Mo, We, Fr 10:30 AM – 11:20 AM
SSCP 8445.2, Burnaby

• #### Exam Times + Location:

Dec 14, 2022
12:00 PM – 3:00 PM
WMC 3511, Burnaby

• #### Instructor:

Paul Haljan
phaljan@sfu.ca
1 778 782-7271
• #### Prerequisites:

Permission of the instructor.

## Description

#### CALENDAR DESCRIPTION:

Optical physics, including geometrical and physical optics, waves in anisotropic media, coherence, image formation and Fourier optics, guided wave optics and selected advanced topics such as lasers, nonlinear optics, photonics and quantum optics.

#### COURSE DETAILS:

Tutorials
The primary purpose of tutorials will be for you to practice problem solving, which can include in-class problems and discussion of assigned problems.

Topic Sequence
• Historical introduction and review of basic wave phenomena
• Geometrical optics
• Fourier analysis
• Electromagnetic waves
• Polarization and anisotropic media
• Diffraction
• Interferometry
• Introduction to lasers and laser beams
• Coherence
• Imaging and (super)-resolution

Course Objectives

Optics is a vast field, and it will be impossible for you to master it all in a one-semester course. Some of the primary objectives of this course are as follows:
• Given an optical instrument, experiment, or phenomenon, you should be able to identify the optical principles that are relevant to its understanding, and articulate them in mathematical language.
• Given an application, you should be able to design an optical system to address it.
• You should be able to describe how light interacts with matter, and discuss the consequences of this interaction.
• You should be able to discuss the consequences of optical polarization and coherence, and predict how these properties of light affect the behavior of simple optical systems. You should be able to predict interference and diffraction patterns.
• You should possess working knowledge of Fourier analysis and its associated mathematical machinery; that is, you should be able to calculate Fourier integrals, convolutions, and correlation functions, and know how to use these tools for predicting optical phenomena.
• You should be able to use mathematics, including analytical, approximate, and numerical methods, to reason about optical phenomena.

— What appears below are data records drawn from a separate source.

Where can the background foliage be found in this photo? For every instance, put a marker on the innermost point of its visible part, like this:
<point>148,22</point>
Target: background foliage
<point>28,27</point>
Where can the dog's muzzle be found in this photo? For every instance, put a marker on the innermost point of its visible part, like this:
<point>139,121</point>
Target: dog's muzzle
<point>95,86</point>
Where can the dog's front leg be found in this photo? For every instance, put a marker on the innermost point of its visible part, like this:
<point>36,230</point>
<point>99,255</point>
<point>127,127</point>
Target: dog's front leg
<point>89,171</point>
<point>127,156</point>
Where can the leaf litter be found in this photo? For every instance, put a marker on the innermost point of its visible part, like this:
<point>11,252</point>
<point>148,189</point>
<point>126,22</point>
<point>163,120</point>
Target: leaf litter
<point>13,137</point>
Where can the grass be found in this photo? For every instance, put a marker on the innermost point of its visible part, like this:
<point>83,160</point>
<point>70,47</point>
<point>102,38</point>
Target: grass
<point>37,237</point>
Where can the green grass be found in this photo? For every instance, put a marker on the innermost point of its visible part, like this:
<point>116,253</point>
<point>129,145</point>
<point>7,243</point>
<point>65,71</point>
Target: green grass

Also, your physical understanding of optics should help you reason about mathematics.

• Assignments 20%
• Midterms (2x15%) (oral (X2) dates TBD) 30%
• Final Exam (oral, date TBA) 30%
• Final Written Project 20%

## Materials

#### MATERIALS + SUPPLIES:

REQUIRED TEXT:
A. Lipson, S. G. Lipson, and H. Lipson
Optical Physics 4th edition
An electronic version is also available electronically through the library. As access is limited to eight simultaneous users,
please log out when you are finished.

*Students can purchase textbooks from online retailers if e-book not available at SFU Bookstore.

Other resources:
At a similar level:
E. Hecht, Optics
F. L. Pedrotti, L. M. Pedrotti, L. .S Pedrotti, Introduction to Optics.
M. Born and E. Wolf: Principles of Optics.

Your personalized Course Material list, including digital and physical textbooks, are available through the SFU Bookstore website by simply entering your Computing ID at: shop.sfu.ca/course-materials/my-personalized-course-materials.